Impossible? Not at all. Just a little bit of a sudoku—perplexing in its way, but so satisfying to wrestle to the ground. When my kids were young, I used to call my kitchen Command Central -- and to be honest I still think about them that same way for my clients. So how do I tackle this octopus of a task and bring order back to Command Central? Well, the same way I clean up big splattery messes (minus the cursing.) I work from the outside in.
For the early stages of a kitchen design, I start with very broad strokes. Most clients want to talk right away about the finishes that they like. And that’s a good thing. It’s all information, and a big part of my job is collecting it at this stage. But what I really want is to just get my client talking. I like to see their existing kitchen and the rest of their house, and hear what they like and don’t like about them. I like to know what problems they are trying to solve with this renovation and what their general aesthetic is. What’s their lifestyle? What are their must-haves and their hates? And I also talk about practical concerns, like when they want to start construction.
I make a point to keep my first set of sketches very loose. I’m mostly looking at workflow, function, and architectural changes. Maybe we add some windows over here, or take out a wall and expand over there. Maybe we can add this island if we run cabinets along that wall. Let’s make sure the dishwasher will be located near dish storage. Let’s keep that refrigerator convenient to the cook but also accessible to the rest of the house. And let’s tuck a pantry in next to those wall ovens. Keeping my sketches loose and easy to change facilitates a free flow of ideas, for both me and my client, and that’s where the best solutions come from. I make sure I am listening carefully and willing to pivot as needed.
From there, my plans get tightened up. I incorporate standard cabinet sizes, and nail down issues like adequate traffic patterns, window sizes, and door swings. And that coffee bar that can be closed off with a garage-like door? Well, this is when I figure out exactly what that might look like.
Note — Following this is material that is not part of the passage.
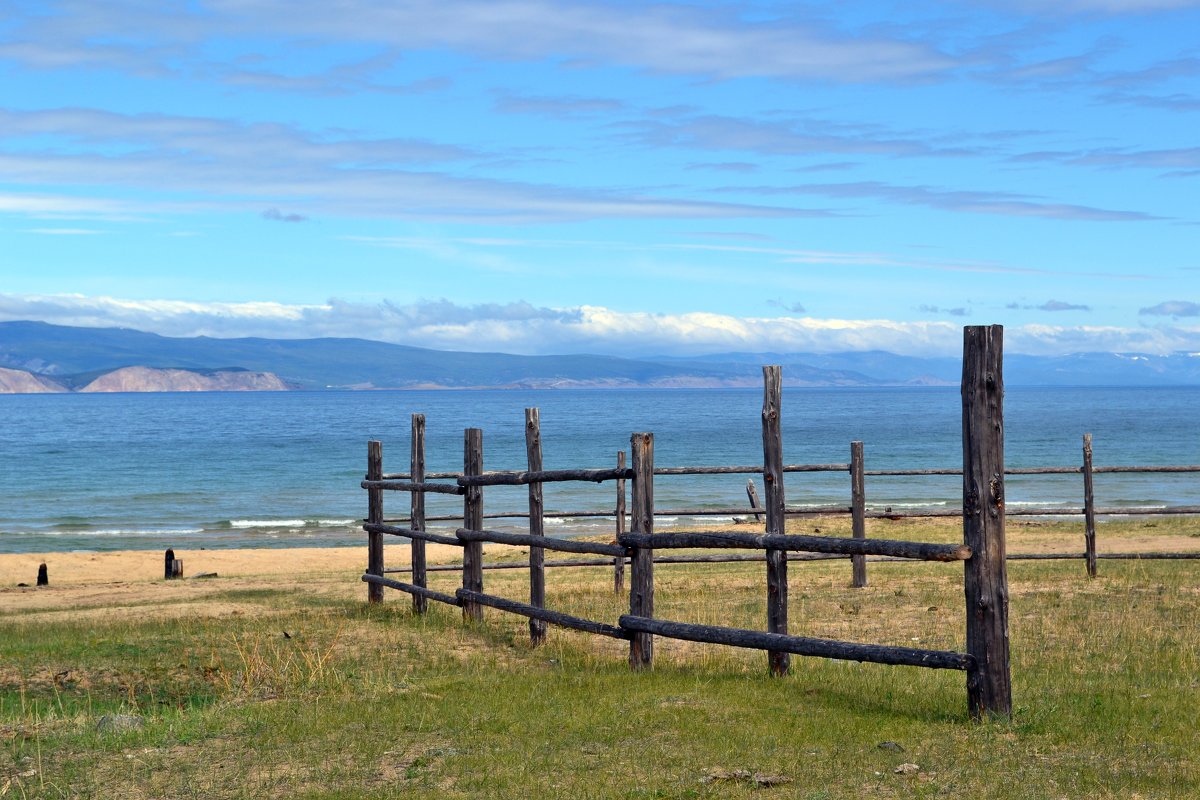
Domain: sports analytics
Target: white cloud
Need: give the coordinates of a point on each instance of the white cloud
(527, 329)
And finally, we circle in further to discuss materials and finishes. It’s at this stage that we nail down cabinets’ styles, granite, tile, lighting, hardware, and flooring. Plus, paint colors, window treatments and artwork. But remember the goal. It was calm, organized, stylish and friendly. Making all those decisions will FEEL complicated, because they can be, but at the end they shouldn’t LOOK complicated. It should all feel so cohesive that people come in and just say it looks great, and then want to BE in the space. Because there really is no larger compliment than that. (And poof, that splattery spill is all cleaned up!)
So, if you are doing this on your own, be your own client. Complete the steps, do your research, work with quality vendors and builders, and probably use some design restraint. (Which doesn't mean you must go all-white.) Keep careful records along the way to document the details. (Hello Pinterest.) So, you'll be able to check that the finish of your faucet will go nicely with the finish on your cabinet hardware.
So, for me? Which do I like more, kitchens or bathrooms? My answer is the classic: I like them both in different ways. (Gosh that was frustrating to hear as a child.) And now I hear myself say it more and more about all kinds of things. Like sunrises or sunsets, favorite colors, cats or dogs, spring or fall, sour dough or whole wheat. Honestly, sometimes life is just an embarrassment of riches because they are all pretty great in their own way. So, I stand by my answer. I like them both. Even if I still think my mother liked me best.